Li distinguished himself as a skilled military commander in the Northern Expedition and the Sino-Japanese War, where he commanded the Nationalist troops in an important victory in 1938 at Taierzhuang in Shandong (Shantung) Province.

Li and Bai, however, represented the Warlord Era, joining the KMT in part to preserve and expand their regional power by controlling their army as distinct units that often disobeyed the central government. Their group is called the “Guangxi clique” and fought against the central government in Nanjing (Nanking) between 1929 and 1930. They also allowed the fleeing Chinese Communists to pass of through Guangxi during the Long March.

When the National Assembly convened in Nanjing in 1948 to implement the new constitution, Li was elected vice president of China (Chiang Kai-shek was president).
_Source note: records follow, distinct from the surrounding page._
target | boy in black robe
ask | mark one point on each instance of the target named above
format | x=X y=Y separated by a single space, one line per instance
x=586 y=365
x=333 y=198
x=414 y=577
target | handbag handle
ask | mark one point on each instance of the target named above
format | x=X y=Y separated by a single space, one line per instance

Li became acting president when Chiang resigned in 1949. However, Chiang still retained most of his power and the loyalty of key army commanders, and when Li failed to negotiate a settlement with the CCP in the civil war, Chiang abruptly resigned, and Bai chose to flee to Taiwan.

After Li’s departure for New York, Chiang resumed the presidency in Taiwan. Li refused to join the Nationalists on Taiwan and was impeached in absentia. The United States became an outspoken critic of Chiang’s rule. Li remained in the United States until 1966, when he returned to mainland China and voiced support of the Communist government. He died shortly afterward.